Under the Commerce Clause, open discrimination against out-of-state commerce is unconstitutional unless the state can prove that the out-of-state commerce at issue is more dangerous than the in-state commerce, a burden the state cannot satisfy in this case, as the wineries will demonstrate when the case goes back to the trial court.

Nan Bailly, the owner of Alexis Bailly Vineyard, was overjoyed by the opinion, stating “the court recognizes the real burden this law places on us and recognizes the hard work we do at our vineyards.” She added, “We don’t need Minnesota to get in our way, we need it to help allow us to make our wine as we and our customers see best.”

Anthony Sanders, a senior attorney in IJ’s Minnesota office, stated, “The U.S. Constitution was crafted to guarantee free trade among the states.

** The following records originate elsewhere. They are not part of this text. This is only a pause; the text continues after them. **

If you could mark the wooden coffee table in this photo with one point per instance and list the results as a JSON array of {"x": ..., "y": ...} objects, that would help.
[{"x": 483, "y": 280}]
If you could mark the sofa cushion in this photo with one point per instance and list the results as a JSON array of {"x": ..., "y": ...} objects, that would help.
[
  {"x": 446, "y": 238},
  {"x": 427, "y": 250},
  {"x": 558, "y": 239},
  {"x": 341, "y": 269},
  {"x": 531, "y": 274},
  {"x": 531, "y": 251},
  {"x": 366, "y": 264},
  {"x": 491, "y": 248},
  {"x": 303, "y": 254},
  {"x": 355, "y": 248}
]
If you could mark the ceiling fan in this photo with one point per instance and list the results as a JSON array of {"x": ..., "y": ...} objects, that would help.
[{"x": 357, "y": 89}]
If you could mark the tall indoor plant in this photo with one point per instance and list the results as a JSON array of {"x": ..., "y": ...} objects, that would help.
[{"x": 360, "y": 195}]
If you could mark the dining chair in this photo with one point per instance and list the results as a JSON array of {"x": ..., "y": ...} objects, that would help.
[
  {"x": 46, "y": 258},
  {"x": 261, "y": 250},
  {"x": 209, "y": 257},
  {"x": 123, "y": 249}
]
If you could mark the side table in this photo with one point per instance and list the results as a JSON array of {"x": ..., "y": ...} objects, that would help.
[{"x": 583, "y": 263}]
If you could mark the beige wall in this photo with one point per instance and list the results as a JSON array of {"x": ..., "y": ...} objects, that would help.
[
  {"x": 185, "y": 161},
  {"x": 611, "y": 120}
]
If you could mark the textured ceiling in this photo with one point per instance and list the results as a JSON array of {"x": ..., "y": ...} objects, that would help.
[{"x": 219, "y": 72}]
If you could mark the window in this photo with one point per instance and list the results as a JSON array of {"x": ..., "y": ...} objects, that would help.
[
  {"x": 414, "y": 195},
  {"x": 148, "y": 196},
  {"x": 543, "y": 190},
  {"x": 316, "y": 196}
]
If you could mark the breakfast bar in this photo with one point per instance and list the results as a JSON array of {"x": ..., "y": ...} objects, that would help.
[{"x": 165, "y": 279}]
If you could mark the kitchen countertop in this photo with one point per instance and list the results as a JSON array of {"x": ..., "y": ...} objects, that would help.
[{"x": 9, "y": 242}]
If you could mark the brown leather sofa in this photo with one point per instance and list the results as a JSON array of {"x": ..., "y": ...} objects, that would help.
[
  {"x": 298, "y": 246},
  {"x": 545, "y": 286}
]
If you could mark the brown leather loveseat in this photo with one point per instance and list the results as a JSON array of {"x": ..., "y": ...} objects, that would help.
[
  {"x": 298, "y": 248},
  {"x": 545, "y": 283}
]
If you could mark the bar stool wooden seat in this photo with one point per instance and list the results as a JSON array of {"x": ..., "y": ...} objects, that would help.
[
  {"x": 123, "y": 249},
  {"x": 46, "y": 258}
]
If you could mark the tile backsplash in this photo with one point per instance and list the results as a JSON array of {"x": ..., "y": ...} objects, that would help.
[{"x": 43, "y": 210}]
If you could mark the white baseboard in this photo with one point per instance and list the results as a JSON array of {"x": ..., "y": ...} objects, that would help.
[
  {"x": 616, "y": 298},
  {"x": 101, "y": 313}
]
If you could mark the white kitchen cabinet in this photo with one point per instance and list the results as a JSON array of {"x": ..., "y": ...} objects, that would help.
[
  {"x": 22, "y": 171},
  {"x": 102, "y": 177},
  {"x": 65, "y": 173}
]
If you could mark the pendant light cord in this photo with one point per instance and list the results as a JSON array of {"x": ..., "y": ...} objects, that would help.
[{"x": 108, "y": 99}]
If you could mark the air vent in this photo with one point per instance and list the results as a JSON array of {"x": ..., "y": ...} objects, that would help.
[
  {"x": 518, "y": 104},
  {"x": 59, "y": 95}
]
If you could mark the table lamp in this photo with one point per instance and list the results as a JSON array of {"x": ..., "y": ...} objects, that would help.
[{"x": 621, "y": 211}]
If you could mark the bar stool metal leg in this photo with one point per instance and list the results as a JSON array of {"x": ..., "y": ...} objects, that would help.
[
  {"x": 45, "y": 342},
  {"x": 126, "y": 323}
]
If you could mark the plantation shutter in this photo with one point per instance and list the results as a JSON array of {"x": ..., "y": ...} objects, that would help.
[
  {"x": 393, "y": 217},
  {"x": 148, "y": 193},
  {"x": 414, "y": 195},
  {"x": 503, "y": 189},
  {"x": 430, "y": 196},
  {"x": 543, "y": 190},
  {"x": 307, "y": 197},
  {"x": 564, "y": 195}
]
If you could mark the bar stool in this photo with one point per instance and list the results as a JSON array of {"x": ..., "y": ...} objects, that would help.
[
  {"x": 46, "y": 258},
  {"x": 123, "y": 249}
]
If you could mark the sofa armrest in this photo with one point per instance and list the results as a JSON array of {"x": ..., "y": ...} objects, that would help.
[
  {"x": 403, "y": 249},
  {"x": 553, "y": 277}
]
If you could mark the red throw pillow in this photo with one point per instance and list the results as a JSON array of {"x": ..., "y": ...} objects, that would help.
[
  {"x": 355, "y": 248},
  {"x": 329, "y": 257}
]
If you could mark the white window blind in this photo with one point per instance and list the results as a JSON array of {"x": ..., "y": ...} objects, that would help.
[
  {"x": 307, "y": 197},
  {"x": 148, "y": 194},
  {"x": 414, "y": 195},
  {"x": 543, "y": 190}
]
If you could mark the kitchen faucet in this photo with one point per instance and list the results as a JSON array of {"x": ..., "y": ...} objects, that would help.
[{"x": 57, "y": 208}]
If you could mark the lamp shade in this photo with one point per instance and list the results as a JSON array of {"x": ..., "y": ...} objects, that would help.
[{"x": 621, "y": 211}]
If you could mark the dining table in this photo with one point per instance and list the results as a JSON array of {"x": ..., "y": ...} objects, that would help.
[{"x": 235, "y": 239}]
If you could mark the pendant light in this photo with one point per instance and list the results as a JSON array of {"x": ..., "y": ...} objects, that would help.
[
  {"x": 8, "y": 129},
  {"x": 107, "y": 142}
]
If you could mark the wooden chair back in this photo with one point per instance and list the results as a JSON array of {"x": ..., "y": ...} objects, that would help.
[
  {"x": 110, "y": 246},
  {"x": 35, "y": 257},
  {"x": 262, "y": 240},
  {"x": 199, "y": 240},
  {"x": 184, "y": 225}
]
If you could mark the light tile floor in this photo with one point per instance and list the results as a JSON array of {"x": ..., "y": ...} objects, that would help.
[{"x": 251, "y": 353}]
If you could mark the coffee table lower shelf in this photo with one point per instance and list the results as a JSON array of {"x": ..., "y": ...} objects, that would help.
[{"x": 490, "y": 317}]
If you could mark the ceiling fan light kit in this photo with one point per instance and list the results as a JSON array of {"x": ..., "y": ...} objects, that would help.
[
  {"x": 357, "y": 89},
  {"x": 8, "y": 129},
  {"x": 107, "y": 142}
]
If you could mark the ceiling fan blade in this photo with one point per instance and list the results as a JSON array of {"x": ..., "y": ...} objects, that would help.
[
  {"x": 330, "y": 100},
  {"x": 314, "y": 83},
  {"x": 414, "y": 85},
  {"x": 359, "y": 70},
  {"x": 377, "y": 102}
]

Minnesota is violating this founding ideal by restricting the grapes that wineries can purchase from other states. We look forward to vindicating the constitutional rights of Minnesota’s wine community in the trial court.” Jaimie Cavanaugh, another attorney in IJ’s Minnesota office added, “We are very pleased that the court of appeals saw what is going on in this case: Our clients cannot get a license if they trade more with Wisconsin instead of within Minnesota. But our Constitution says that we are one nation. Fighting for that principle in Minnesota just got a lot easier.”

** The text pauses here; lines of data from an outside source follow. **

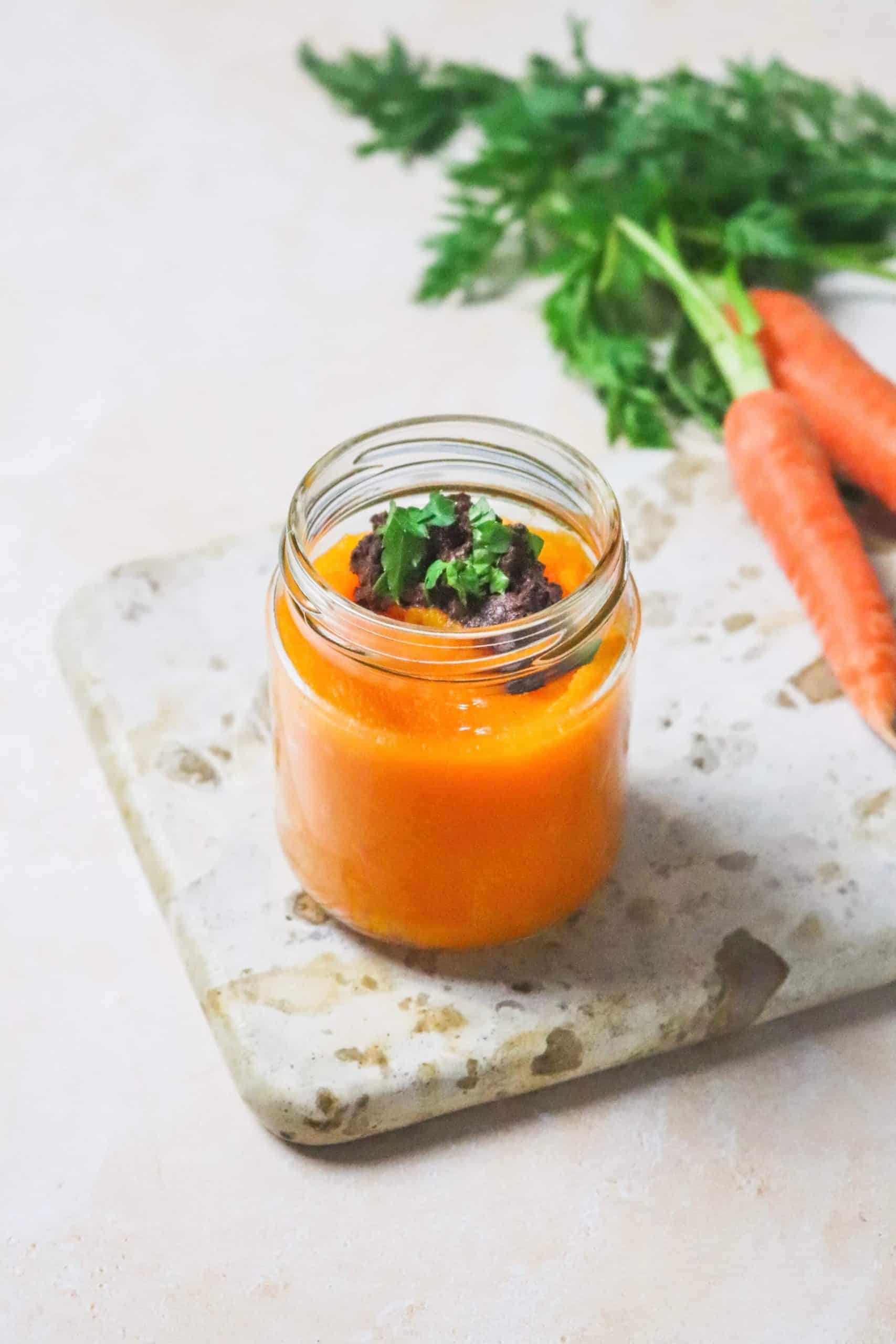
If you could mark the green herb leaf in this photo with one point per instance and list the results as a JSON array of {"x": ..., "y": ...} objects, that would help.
[
  {"x": 440, "y": 511},
  {"x": 405, "y": 538},
  {"x": 433, "y": 574}
]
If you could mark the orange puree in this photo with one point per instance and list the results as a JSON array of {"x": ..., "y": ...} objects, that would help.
[{"x": 445, "y": 814}]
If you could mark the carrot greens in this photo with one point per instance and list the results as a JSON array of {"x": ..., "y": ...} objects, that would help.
[{"x": 777, "y": 172}]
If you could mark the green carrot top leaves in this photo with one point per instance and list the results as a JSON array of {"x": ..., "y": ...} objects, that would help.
[{"x": 782, "y": 174}]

Most wines Americans are accustomed to drinking are made with grapes that struggle in Minnesota’s cold climate. Northern grape varieties, which can grow with some difficulty in Minnesota, often produce wine too acidic for most consumers. To make a Minnesota wine palatable, most wineries blend Minnesota grapes with grapes grown elsewhere to create a wine that is essentially Minnesotan but more appealing to a traditional palate. The state’s law mandating Minnesota grapes constitute the majority of a farm winery’s wine therefore handicaps vintners. As a result, the government’s in-state grape requirement restricts farm wineries from producing the broad variety of wines that consumers want—even though these wines would be legal to sell at a wine or liquor store if made out of state.

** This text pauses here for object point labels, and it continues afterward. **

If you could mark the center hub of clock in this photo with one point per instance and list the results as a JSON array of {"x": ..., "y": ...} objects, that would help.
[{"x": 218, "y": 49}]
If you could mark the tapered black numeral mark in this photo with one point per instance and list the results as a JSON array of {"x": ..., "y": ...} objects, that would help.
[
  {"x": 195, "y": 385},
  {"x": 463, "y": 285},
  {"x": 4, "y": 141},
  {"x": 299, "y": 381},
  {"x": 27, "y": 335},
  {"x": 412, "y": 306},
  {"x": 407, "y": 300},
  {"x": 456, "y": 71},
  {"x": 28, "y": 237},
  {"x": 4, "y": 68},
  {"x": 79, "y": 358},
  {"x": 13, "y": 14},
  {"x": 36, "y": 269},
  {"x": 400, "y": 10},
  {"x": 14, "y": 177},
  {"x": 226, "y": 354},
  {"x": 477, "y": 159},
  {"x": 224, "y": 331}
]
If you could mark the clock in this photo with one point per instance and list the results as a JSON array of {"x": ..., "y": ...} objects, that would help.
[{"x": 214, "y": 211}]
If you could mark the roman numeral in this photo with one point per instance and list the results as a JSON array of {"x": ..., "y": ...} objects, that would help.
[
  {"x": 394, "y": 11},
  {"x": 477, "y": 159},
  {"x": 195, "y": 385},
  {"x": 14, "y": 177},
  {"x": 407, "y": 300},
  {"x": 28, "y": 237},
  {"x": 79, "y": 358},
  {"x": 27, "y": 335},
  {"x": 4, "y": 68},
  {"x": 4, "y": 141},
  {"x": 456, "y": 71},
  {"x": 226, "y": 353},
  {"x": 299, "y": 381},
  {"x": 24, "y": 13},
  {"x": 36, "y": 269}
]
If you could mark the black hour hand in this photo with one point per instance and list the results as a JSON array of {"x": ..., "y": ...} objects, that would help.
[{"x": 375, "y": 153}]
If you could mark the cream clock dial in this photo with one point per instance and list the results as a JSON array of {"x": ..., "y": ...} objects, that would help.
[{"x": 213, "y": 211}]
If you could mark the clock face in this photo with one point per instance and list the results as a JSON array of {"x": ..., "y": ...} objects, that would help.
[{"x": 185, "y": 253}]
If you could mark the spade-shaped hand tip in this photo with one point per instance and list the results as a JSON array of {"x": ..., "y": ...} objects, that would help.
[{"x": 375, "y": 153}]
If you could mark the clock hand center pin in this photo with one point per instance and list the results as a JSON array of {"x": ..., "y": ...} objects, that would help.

By contrast, Minnesota’s biggest craft breweries, like Summit and Surly Brewing, are among the most successful in the country, thanks in part to a variety of hops grown in the Pacific Northwest that flavor their signature beers. If Minnesota breweries were instead forced to use mostly hops grown in Minnesota, many of their popular products would become difficult, if not impossible, to offer. This is the separate and unequal problem facing Minnesota’s farm wineries.

The 8th Circuit relied upon a recent Supreme Court ruling, Tennessee Wine and Spirits Retailers Association v. Tennessee, which struck down a limit on new residents getting liquor store licenses in Tennessee. That was also a case litigated by IJ, which represented a small liquor store owned by Doug and Mary Ketchum. These cases were not the first time IJ fought illegal liquor regulations in court. IJ argued a 2005 case, Granholm v. Heald, that saw the U.S. Supreme Court rule it unconstitutional for states to discriminate against out-of-state wineries in the business of selling wine directly by mail to consumers. An IJ victory in this Minnesota lawsuit could similarly roll back harmful regulations on wineries across the United States.